Thursday, March 1, 2012

ZAM Book Review: The Spectre Bride


I may be pushing it to call this a book review since The Spectre Bride takes about 10 minutes to read.  I downloaded to my Kindle, although you can find it all over the net for free.  Also, check your ghost story anthologies: I bet it's in there.  Turns out I had two copies in my house!  Luckily, the $1.99 download is not going to bankrupt me!  I was turned on to The Spectre Bride by Noel Carroll in his book The Philosophy of Horror.  I can't get through The Philosophy of Horror because I keep stopping it to read his suggestions.  It was a lovely passage Carroll quoted about worms and corpses and brides that made me want to read The Spectre Bride.

 Poor girl, I am leading thee indeed to our nuptials; but the priest will be death, thy parents the mouldering skeletons that rot in heaps around; and the witnesses to our union, the lazy worms that revel on the carious bones of the dead. Come, my young bride, the priest is impatient for his victim.' As they proceeded, a dim blue light moved swiftly before them, and displayed at the extremity of the churchyard the portals of a vault. It was open, and they entered it in silence. The hollow wind came rushing through the gloomy abode of the dead; and on every side were piled the mouldering remnants of coffins, which dropped piece by piece upon the damp mud. Every step they took was on a dead body; and the bleached bones rattled horribly beneath their feet. In the centre of the vault rose a heap of unburied skeletons, whereon was seated, a figure too awful even for the darkest imagination to conceive. As they approached it, the hollow vault rung with a hellish peal of laughter; and every mouldering corpse seemed endued with unholy life. The stranger paused, and as he grasped his victim in his hand, one sigh burst from his heart - one tear glistened in his eye. It was but for an instant; the figure frowned awfully at his vacillation, and waved his gaunt hand.
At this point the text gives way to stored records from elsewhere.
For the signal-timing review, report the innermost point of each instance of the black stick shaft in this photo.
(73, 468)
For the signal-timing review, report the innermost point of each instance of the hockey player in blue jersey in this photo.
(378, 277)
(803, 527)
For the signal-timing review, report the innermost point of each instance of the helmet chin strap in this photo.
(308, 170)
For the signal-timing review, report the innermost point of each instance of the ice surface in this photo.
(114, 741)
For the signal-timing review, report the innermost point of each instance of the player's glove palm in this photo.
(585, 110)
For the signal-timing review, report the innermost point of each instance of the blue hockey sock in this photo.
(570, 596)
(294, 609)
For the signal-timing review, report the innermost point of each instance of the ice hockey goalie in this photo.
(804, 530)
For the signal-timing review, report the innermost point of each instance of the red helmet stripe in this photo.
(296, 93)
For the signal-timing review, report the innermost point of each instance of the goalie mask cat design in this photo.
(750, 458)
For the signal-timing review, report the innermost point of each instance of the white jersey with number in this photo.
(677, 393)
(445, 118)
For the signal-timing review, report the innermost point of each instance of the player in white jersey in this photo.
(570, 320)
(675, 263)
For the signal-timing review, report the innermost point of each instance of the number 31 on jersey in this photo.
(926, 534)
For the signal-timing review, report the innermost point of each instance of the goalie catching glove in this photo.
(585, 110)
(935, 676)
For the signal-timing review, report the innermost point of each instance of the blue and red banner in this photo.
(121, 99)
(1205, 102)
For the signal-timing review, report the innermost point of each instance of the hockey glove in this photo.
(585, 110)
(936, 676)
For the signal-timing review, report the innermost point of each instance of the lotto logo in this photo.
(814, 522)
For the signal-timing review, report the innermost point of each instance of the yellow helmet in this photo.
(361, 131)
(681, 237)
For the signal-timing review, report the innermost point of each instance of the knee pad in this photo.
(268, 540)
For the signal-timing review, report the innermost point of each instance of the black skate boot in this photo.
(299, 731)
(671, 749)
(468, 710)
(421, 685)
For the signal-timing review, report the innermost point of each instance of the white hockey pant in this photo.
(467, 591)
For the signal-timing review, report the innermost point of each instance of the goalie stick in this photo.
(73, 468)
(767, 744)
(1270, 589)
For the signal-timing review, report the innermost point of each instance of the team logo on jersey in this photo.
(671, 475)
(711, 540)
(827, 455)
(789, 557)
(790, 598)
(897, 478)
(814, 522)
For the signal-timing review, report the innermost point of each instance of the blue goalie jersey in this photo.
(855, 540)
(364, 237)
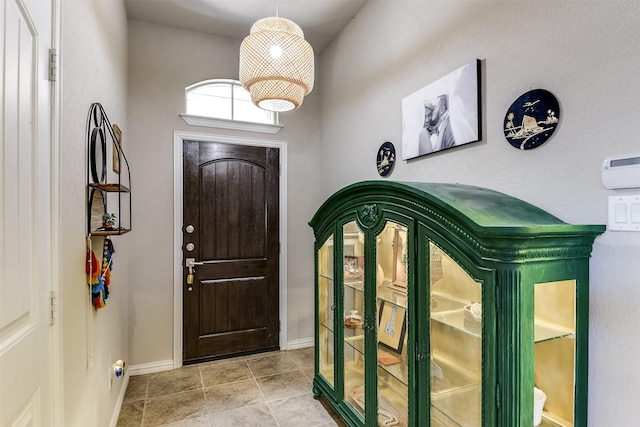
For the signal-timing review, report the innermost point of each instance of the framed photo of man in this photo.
(443, 114)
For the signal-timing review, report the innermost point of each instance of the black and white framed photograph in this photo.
(444, 114)
(392, 325)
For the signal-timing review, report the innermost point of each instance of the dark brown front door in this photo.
(231, 202)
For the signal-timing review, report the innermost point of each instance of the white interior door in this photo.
(26, 212)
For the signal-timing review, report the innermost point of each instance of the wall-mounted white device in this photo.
(621, 171)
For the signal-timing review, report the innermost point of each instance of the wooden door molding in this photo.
(179, 137)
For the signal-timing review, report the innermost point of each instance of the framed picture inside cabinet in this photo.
(444, 114)
(392, 325)
(116, 154)
(399, 280)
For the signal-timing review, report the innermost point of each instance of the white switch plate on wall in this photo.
(624, 213)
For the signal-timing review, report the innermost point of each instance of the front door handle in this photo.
(191, 262)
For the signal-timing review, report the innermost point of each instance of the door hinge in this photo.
(53, 308)
(53, 65)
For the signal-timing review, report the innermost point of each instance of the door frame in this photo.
(178, 138)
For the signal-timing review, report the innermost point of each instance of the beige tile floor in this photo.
(268, 389)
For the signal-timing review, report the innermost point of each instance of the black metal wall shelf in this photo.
(108, 176)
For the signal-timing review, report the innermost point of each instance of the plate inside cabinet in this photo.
(531, 119)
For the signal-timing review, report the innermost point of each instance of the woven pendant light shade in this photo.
(276, 64)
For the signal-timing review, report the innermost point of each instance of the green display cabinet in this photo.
(450, 305)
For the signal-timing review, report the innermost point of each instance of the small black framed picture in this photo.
(386, 158)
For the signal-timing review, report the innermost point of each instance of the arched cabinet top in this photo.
(492, 224)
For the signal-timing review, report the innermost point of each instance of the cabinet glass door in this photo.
(391, 303)
(455, 342)
(326, 311)
(555, 353)
(353, 305)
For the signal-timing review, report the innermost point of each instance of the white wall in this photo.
(162, 62)
(583, 52)
(93, 69)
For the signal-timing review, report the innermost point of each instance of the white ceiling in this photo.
(320, 20)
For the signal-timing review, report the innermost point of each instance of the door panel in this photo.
(231, 200)
(25, 213)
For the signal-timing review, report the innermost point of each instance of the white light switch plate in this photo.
(624, 213)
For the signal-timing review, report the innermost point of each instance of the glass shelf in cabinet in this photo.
(357, 285)
(458, 408)
(457, 320)
(356, 342)
(392, 296)
(328, 327)
(551, 420)
(547, 332)
(454, 378)
(399, 371)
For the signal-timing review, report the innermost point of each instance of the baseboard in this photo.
(150, 368)
(302, 343)
(118, 407)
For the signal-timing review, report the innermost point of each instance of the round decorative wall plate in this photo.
(531, 119)
(386, 158)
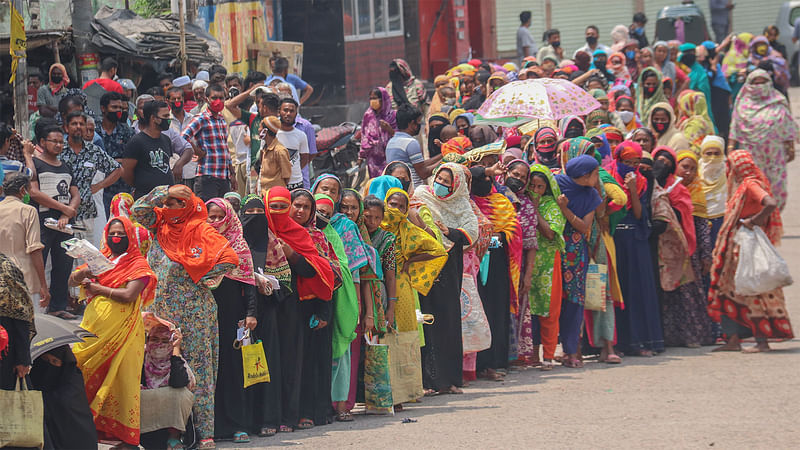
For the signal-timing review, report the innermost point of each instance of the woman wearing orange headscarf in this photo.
(307, 303)
(112, 362)
(189, 256)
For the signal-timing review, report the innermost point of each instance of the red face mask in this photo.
(216, 106)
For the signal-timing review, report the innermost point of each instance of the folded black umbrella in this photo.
(53, 332)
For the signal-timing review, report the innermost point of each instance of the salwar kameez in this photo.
(442, 356)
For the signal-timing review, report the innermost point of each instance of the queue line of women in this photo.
(515, 232)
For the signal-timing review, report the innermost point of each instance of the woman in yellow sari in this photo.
(112, 362)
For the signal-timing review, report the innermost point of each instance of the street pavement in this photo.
(683, 398)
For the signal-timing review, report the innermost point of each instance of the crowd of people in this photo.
(471, 249)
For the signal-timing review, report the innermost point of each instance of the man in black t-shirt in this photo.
(55, 195)
(145, 160)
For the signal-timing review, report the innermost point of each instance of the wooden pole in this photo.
(182, 21)
(21, 90)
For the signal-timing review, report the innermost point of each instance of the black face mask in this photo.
(516, 185)
(321, 221)
(117, 244)
(661, 171)
(112, 117)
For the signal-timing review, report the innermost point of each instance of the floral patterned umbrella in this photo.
(541, 98)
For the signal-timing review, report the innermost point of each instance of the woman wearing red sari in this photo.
(750, 203)
(112, 362)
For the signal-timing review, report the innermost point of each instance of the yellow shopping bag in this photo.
(254, 362)
(22, 424)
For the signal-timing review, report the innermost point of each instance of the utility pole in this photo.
(82, 36)
(182, 21)
(21, 88)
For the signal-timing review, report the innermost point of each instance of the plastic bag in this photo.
(23, 417)
(475, 331)
(596, 282)
(760, 269)
(254, 362)
(84, 250)
(405, 369)
(377, 380)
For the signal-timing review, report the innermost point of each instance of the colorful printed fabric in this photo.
(765, 314)
(761, 123)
William Harrison Ainsworth (1805-1882) was a writer (and friend of Dickens) who dabbled in the Gothic.  The Spectre Bride was written when he was 19 (there is a question of authorship, but most seem to agree that Ainsworth is responsible.)  It is a classic Gothic ghost story that features "The Wandering Jew", grisly catacombs, rotting corpses, the Devil, and a ruined girl.  If it sounds a bit like The Monk by Matthew Lewis you are right on the money.  The Monk is my favorite Gothic novel.  It is a cornucopia of Gothic-y goodness. 

You can read The Spectre Bride and other great short horror stories at my new favorite website:


 The Road to Great Cthulhu has the complete text of H.P. Lovecraft's Supernatural Horror in Literature.  Not only that, but it also has links and complete texts to every author and story referenced by Lovecraft.  This is why I haven't been watching any films lately!